KAT7の加齢依存的な減少がiPS細胞由来血小板産生を阻害
―免疫特性の促進を介したメカニズムを解明―

ポイント

  1. iPS細胞由来巨核球株(imMKCL)において、増殖期における細胞周期G1およびG2/M期細胞集団が血小板産生に寄与する一方、加齢に伴ってG0期細胞が増加することで血小板産生能を低下させる。
  2. KAT7の活性低下は、免疫巨核球の特性を促進することでimMKCLの増殖能および血小板産生能を阻害する。
  3. KAT7の機能低下は、染色体不安定性を引き起こし、cGAS-STING経路の活性化を介してimMKCLから複数の炎症性サイトカインの分泌が促進される。
  4. 分泌された炎症性サイトカインTNF-αは、imMKCLのG0期細胞集団を増加させ、血小板産生を抑制する。
1. 要旨

 丘幃尹 大学院生、中村壮 特定講師および江藤浩之 教授(京都大学CiRA、千葉大学大学院医学研究院)らの研究グループは、iPS細胞由来巨核球株(imMKCL)注1)における血小板産生能の低下メカニズムを解明しました。
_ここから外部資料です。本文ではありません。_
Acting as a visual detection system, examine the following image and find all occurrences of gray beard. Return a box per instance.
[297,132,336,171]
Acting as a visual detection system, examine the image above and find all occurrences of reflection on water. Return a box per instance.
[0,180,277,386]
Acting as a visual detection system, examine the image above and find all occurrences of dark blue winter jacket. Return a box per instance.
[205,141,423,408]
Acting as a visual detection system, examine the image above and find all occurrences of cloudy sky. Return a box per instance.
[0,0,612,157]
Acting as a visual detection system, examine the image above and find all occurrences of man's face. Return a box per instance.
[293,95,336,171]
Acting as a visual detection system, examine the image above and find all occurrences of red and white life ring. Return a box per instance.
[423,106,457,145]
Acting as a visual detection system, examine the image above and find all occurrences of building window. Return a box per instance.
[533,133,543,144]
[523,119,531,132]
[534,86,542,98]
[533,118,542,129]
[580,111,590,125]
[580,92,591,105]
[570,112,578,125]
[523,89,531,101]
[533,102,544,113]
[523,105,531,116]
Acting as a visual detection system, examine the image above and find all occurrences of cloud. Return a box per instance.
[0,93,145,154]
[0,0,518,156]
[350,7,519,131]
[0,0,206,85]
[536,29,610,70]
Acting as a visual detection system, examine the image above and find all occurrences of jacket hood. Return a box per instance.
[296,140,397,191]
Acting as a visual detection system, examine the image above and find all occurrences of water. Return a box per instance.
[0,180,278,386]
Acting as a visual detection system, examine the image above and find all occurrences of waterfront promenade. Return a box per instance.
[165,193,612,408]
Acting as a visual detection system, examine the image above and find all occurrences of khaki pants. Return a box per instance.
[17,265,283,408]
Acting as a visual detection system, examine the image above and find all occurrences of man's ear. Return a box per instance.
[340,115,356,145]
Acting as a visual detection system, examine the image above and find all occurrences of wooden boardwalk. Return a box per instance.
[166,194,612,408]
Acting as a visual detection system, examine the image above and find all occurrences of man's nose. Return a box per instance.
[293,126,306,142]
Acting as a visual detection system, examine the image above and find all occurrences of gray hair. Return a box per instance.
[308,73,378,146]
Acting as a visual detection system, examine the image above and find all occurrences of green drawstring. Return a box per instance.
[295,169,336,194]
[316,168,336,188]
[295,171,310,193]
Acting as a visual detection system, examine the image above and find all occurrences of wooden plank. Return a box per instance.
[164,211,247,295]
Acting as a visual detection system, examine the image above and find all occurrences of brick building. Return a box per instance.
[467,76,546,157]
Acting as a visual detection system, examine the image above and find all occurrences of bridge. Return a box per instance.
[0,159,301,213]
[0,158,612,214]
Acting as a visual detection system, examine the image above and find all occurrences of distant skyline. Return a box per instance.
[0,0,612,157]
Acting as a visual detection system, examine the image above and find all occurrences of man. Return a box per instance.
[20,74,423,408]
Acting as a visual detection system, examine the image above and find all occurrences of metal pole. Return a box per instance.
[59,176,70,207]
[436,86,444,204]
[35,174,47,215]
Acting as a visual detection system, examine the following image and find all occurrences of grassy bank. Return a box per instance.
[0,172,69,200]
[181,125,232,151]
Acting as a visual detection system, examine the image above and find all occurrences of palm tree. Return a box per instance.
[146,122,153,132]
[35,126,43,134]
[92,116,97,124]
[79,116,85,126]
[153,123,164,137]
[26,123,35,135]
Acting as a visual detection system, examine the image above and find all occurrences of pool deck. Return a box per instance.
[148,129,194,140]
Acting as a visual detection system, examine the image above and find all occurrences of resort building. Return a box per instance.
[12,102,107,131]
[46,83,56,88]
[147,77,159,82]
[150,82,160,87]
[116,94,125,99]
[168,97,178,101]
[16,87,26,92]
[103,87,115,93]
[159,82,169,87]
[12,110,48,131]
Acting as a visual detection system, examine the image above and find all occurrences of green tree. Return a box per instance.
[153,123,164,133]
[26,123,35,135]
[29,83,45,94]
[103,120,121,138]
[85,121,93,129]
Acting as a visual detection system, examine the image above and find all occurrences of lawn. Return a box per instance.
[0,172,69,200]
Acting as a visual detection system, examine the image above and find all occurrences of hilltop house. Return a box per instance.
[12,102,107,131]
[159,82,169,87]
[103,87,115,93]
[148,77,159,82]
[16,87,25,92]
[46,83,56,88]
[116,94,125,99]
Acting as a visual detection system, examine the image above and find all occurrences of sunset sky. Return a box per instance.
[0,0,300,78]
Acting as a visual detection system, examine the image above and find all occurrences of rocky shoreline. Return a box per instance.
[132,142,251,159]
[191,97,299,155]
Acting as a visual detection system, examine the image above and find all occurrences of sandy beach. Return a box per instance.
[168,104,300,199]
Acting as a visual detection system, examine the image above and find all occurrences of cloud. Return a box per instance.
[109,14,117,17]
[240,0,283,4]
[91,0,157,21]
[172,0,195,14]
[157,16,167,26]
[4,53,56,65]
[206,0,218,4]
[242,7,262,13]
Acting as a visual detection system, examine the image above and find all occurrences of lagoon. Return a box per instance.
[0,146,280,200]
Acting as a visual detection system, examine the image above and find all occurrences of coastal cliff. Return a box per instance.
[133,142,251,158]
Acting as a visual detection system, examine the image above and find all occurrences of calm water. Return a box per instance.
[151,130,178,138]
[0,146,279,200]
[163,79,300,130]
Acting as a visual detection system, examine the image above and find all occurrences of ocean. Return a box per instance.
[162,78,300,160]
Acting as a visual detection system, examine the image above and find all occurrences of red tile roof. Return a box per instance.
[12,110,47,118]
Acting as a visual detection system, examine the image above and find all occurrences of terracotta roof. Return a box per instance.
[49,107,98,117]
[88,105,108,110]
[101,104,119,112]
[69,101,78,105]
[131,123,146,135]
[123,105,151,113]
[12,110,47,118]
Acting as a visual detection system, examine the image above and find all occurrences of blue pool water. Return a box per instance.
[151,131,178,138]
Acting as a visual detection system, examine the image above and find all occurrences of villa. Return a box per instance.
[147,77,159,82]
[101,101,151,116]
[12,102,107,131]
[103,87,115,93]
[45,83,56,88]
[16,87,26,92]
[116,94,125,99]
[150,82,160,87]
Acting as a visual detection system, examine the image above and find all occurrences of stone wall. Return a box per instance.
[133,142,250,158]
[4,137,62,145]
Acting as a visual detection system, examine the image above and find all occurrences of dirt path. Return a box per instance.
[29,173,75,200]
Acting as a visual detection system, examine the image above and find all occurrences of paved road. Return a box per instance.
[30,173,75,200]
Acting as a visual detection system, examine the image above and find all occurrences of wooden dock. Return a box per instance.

本研究では、加齢に伴うKAT7注2)の発現低下が、染色体不安定性とcGAS-STING経路注3)の活性化を介して免疫巨核球の特性を促進し、細胞自身から放出される炎症性サイトカインが血小板産生を阻害することを明らかにしました。さらに、KAT7は細胞周期のG1およびG2/M期を維持することで血小板産生に重要な役割を果たすことを見出しました。これらの知見は、iPS細胞由来血小板の大量製造における品質管理の新たな指標(CQA)としてKAT7の有用性を示すものであり、再生医療製品の安定供給に貢献することが期待されます。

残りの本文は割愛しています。